Corgi AA36701 German Junkers Ju 88A-10 Medium-Bomber - II./Lehrgeschwader I, Crete, 1942 (1:72 Scale)
"Guns before butter. Guns will make us powerful; butter will only make us fat."
- Reichsmarschall Hermann Goering, Head of the German Luftwaffe
The Luftwaffe's Junkers Ju 88 was a twin-engine, multi-role aircraft. Among the most versatile planes of the war, it was used as a bomber, close-support aircraft, nightfighter, torpedo bomber and reconnaissance aircraft. A solid aircraft with great performance, it went on to be one of the Luftwaffe's most versatile aircraft. It carried out almost every kind of mission ever imagined, even as a giant flying bomb. It was used in every theater, with many nations, including nations allied against Germany.
The aircraft's first flight was made on December 21st, 1936 by Prototype Ju 88V-1, which bore the civil registration D-AQEN. When it first flew, it managed about 580 km/h (360 mph) and Hermann Göring was ecstatic. Finally it was something that could positively fulfill the promise of the Schnellbomber, a bomber so fast fighters could not catch it.
Unfortunately, by the time everyone had had their wish list added (including dive-bombing), the speed had dropped to around 450 km/h (280 mph). The draggy fuselage was modeled after its predecessor, the Dornier Do 17, but with fewer defensive guns because the belief still held that it could out-run fighters. It was also very, very late. Planned for 1938, it finally entered service the day the Germans invaded Poland, and then with only 12 aircraft. Production was painfully slow, and problems with such an advanced machine kept cropping up. The Ju 88C series of heavy fighter was also created very early in 1940, but kept secret from Göring because he only wanted bombers.

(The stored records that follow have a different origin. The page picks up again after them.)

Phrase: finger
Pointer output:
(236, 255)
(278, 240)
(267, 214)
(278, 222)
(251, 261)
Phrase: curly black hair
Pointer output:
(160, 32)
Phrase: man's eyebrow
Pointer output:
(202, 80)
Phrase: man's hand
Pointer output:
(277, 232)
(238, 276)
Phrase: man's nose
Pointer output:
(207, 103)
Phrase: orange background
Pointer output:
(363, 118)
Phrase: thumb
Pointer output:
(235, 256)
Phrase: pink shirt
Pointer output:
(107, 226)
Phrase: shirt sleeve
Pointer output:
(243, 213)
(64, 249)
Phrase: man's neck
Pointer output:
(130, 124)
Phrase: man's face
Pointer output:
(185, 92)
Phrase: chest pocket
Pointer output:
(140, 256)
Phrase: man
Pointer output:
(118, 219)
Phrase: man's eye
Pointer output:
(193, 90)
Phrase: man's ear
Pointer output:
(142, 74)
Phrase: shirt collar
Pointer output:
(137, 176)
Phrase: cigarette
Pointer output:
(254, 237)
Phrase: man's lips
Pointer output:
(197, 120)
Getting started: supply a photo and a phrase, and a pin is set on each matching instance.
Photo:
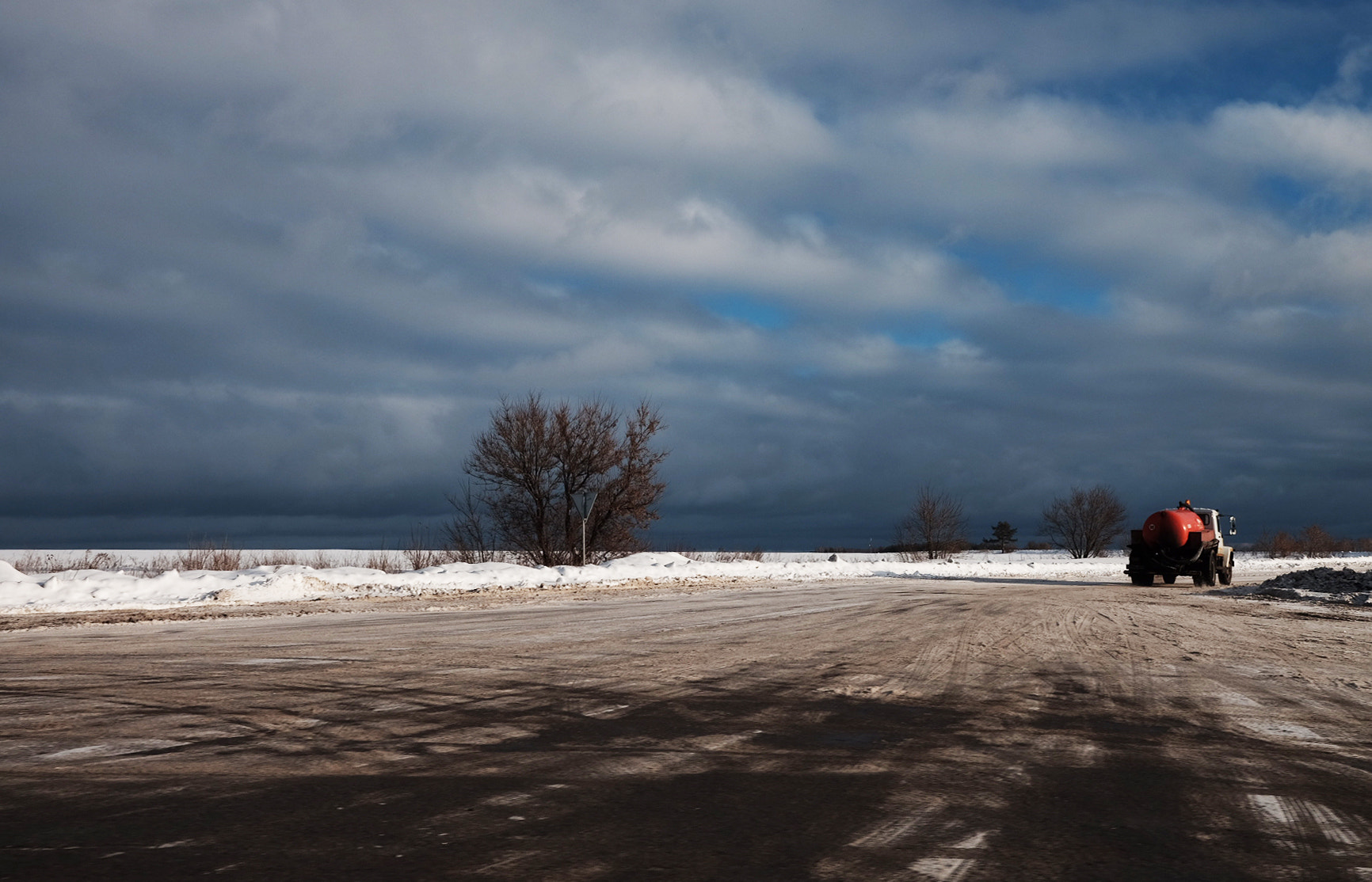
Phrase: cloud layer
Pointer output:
(266, 266)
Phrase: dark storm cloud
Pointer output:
(265, 268)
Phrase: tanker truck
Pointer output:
(1184, 541)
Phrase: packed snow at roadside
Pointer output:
(76, 590)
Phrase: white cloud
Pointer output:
(1317, 140)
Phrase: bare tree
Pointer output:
(467, 535)
(1085, 522)
(1002, 537)
(535, 458)
(935, 524)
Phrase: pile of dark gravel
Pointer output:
(1342, 586)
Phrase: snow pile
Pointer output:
(1323, 584)
(78, 590)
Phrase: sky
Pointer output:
(266, 266)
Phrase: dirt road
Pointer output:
(875, 730)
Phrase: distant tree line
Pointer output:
(1312, 541)
(1083, 523)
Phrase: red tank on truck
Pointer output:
(1184, 541)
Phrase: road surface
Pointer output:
(882, 728)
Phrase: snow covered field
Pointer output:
(76, 590)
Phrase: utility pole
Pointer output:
(583, 502)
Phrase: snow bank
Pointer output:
(78, 590)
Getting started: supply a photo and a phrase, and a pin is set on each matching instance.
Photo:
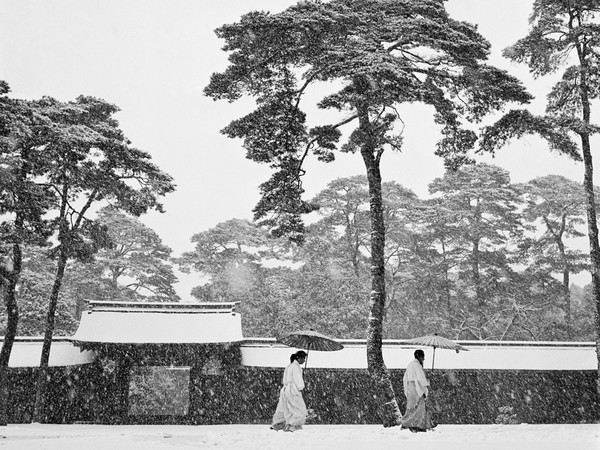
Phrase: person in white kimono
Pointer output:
(416, 389)
(291, 411)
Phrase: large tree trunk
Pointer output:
(12, 312)
(39, 411)
(390, 412)
(588, 184)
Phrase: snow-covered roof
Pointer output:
(26, 352)
(159, 323)
(396, 354)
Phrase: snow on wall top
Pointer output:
(480, 355)
(159, 323)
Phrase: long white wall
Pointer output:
(480, 355)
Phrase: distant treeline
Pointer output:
(480, 259)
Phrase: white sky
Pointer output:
(153, 58)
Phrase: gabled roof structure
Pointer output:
(27, 351)
(131, 323)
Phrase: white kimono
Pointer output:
(416, 386)
(415, 374)
(291, 409)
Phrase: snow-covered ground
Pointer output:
(313, 437)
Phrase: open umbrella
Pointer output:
(310, 340)
(435, 341)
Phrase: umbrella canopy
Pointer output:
(435, 341)
(310, 340)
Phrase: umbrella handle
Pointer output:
(307, 352)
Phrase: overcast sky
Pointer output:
(153, 58)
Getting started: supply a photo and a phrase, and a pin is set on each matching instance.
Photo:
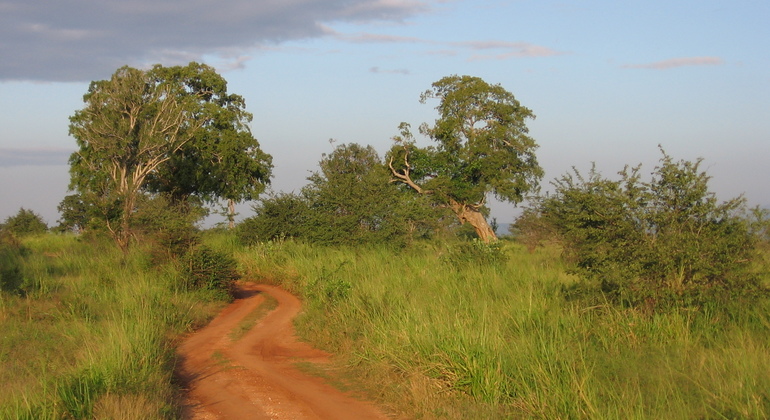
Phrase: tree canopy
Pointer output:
(173, 130)
(482, 147)
(654, 243)
(348, 201)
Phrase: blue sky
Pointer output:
(608, 80)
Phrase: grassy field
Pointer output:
(431, 335)
(425, 331)
(94, 336)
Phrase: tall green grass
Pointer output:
(93, 335)
(431, 338)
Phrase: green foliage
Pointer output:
(482, 147)
(95, 337)
(349, 201)
(173, 130)
(76, 214)
(329, 287)
(204, 268)
(25, 222)
(531, 229)
(11, 263)
(278, 216)
(476, 253)
(658, 243)
(169, 225)
(430, 341)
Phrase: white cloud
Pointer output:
(82, 40)
(34, 157)
(383, 71)
(677, 62)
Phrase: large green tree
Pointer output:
(352, 201)
(162, 130)
(348, 201)
(482, 147)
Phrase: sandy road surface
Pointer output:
(254, 377)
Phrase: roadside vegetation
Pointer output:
(637, 297)
(87, 331)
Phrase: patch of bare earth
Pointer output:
(255, 377)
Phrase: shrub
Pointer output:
(25, 222)
(279, 216)
(207, 269)
(11, 268)
(658, 243)
(168, 225)
(476, 252)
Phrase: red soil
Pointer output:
(254, 377)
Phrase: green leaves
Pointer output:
(169, 130)
(482, 146)
(643, 240)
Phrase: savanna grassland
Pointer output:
(438, 330)
(468, 331)
(92, 335)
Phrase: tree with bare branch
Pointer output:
(482, 147)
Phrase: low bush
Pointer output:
(663, 243)
(11, 264)
(207, 269)
(25, 222)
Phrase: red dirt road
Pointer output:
(254, 377)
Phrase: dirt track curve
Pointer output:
(254, 377)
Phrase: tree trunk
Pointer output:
(231, 214)
(468, 214)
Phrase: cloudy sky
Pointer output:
(609, 80)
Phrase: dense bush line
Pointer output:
(654, 244)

The Ju 88A-1 series first flew anti-shipping sorties close to Norway. Ju 88 bombers based at Westerland on the island of Sylt in northern Germany carried out the first Luftwaffe raids against Britain. An attack on Rosyth on October 16th, 1939, succeeding in damaging three ships, but was then engaged in dogfights by Spitfires of 602 and 603 Squadrons of the RAF and two Ju 88s were shot down in the Firth of Forth. A raid on Scapa Flow the next day saw the loss of one Ju 88 to anti-aircraft fire. All combat-ready Ju 88s (some 133), were pressed into the Blitzkrieg, but very high combat losses and accidents forced a quick withdrawal from action to re-train crews to fly this very high performance beast. By this time it was seen that the A-1 had major performance problems, and an all-out effort was put into a major rework. The outcome was a longer wingspan that was deemed needed for all A-1s, thus the A-5 was born. Surviving A-1s were rewinged to A-5 specifications as quickly as possible.

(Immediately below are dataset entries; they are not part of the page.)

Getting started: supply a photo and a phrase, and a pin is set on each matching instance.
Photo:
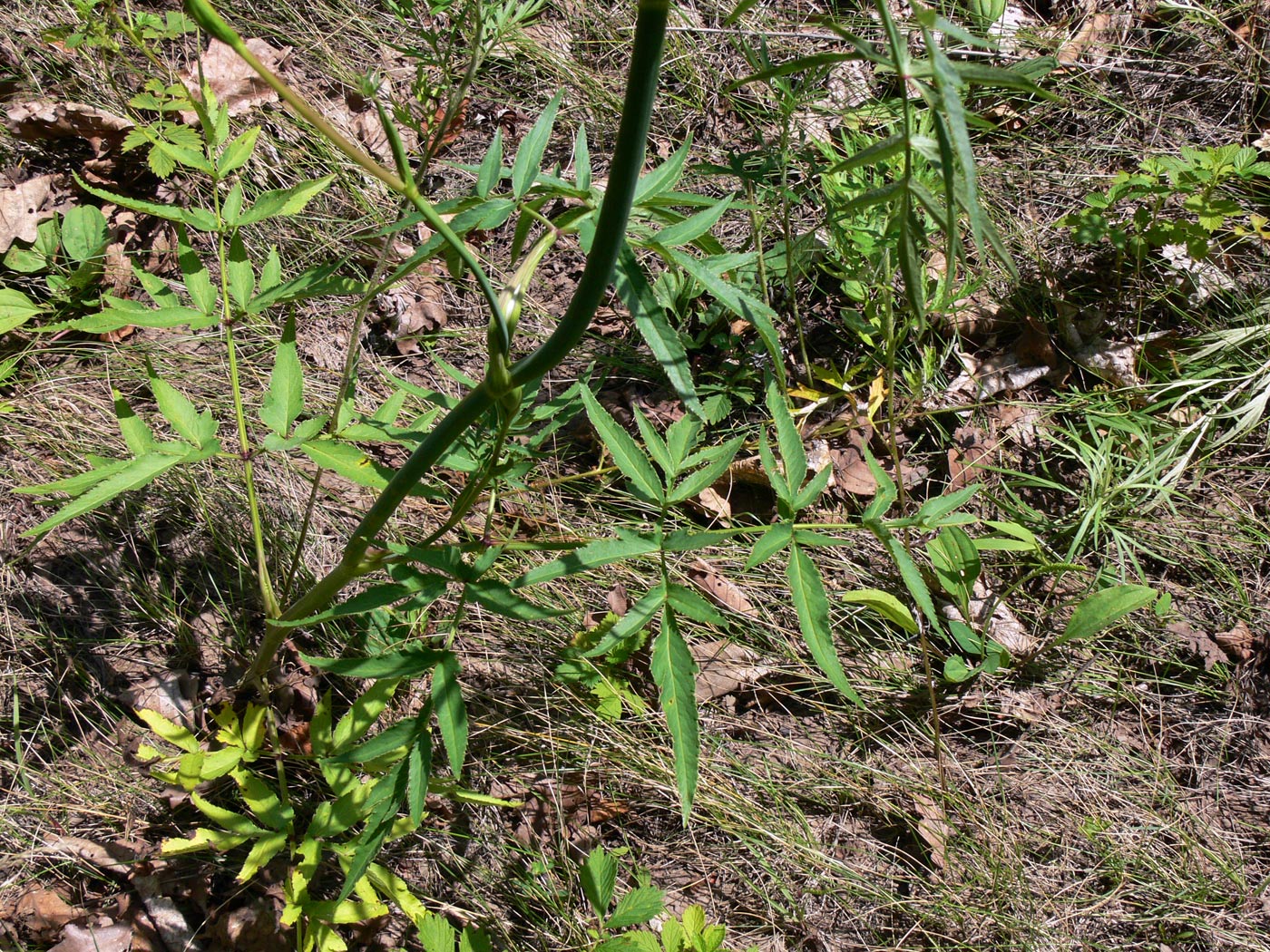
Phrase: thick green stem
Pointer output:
(624, 174)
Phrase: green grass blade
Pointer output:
(447, 697)
(653, 325)
(812, 605)
(625, 451)
(529, 156)
(675, 672)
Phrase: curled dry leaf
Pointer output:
(95, 938)
(1015, 422)
(1002, 625)
(1095, 40)
(1199, 643)
(23, 206)
(726, 668)
(720, 590)
(933, 828)
(235, 84)
(42, 913)
(1115, 364)
(44, 118)
(971, 450)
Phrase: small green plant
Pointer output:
(638, 907)
(605, 678)
(1190, 199)
(367, 778)
(69, 254)
(99, 25)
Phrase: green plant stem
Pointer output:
(624, 174)
(211, 22)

This particular 1:72 scale replica of a German Junkers Ju 88A-10 medium-bomber flown by Lehrgeschwader I during the Battle for Crete in 1942. Features extremely high level of details including moving guns, working undercarriage, bomb load and accurate livery. Comes with a poseable display stand.
Wingspan: 11 inches
Length: 7.75 inches
Release Date: December 2006
Historical Account: "The Maid of All Work" - Probably no other aircraft in history has been developed in so many quite different forms for so many purposes -- except, perhaps, the De Havilland Mosquito. Flown long before WWII as a civil prototype, after a frantic design process led by two temporarily hired Americans well-versed in modern, stressed-skin construction, the first Ju 88s were transformed into the heavier, slower and more capacious A-1 bombers which were just entering service as WWII began. The formidable bomb load and generally good performance were offset by inadequate defensive armament, and in the A-4 the span was increased, the bomb load and gun power substantially augmented and a basis laid for diverse further development.
The Battle of Britain proved very costly. Its faster speed did not prevent Ju 88 losses exceeding those of its Dornier Do 17 and Heinkel He 111 stable mates, despite being deployed in smaller numbers than either. A series of field kits were made to make it less vulnerable, including the replacement of the rear machine gun by a twin barreled machine gun, and additional cockpit armor.
It was during the closing days of the Battle of Britain that the flagship Ju88A-4 went into service. Although slower yet than the A-1, nearly all of the troubles of the A-1 were gone, and finally the Ju 88 matured into the superb warplane it was hoped to be. The A-4 actually saw more improvements including more powerful engines, but did not see a model code change, unlike other aircraft in the Luftwaffe. The Ju 88C series also benefited from the A-4 changes, and when the Luftwaffe finally did decide on a new heavy fighter, the Ju 88C was a powerful finished product. A definite heavy fighter model was the Ju 88G, which had an enlarged tailfin. It would gradually become the most important Luftwaffe night fighter.
As a bomber, the Ju 88 was capable of pinpoint deliveries of heavy loads; however, despite all the modifications, dive bombing still proved too stressful for the air frame, and in 1943, tactics were changed so that bombs were delivered from a shallower 45 degree diving angle. Planes and bomb sights were accordingly modified, and dive brakes were removed. With a quite advanced Stuvi dive-bomb sight, accuracy remained very good for its time. There was also another sight used for level bombing missions. Maximum bomb load of the A-4 was 2800 kg, but in practice, standard bomb load was 1500 to 2000 kg.
Various models of the Ju 88 were used in the day fighter, night fighter, tank destroyer, and photo reconnaissance roles. Despite the protracted development process, the aircraft became one of the Luftwaffe's most crucial assets.
The Japanese Navy ordered the specifications of an antisubmarine Patrol/escort fleet aircraft, based on a medium bomber. The Kyushu company took the idea from the Ju 88 to create the Japanese equivalent, the Kyushu Q1W Tokai ("East Sea") "Lorna" antisubmarine patrol/fleet escort aircraft.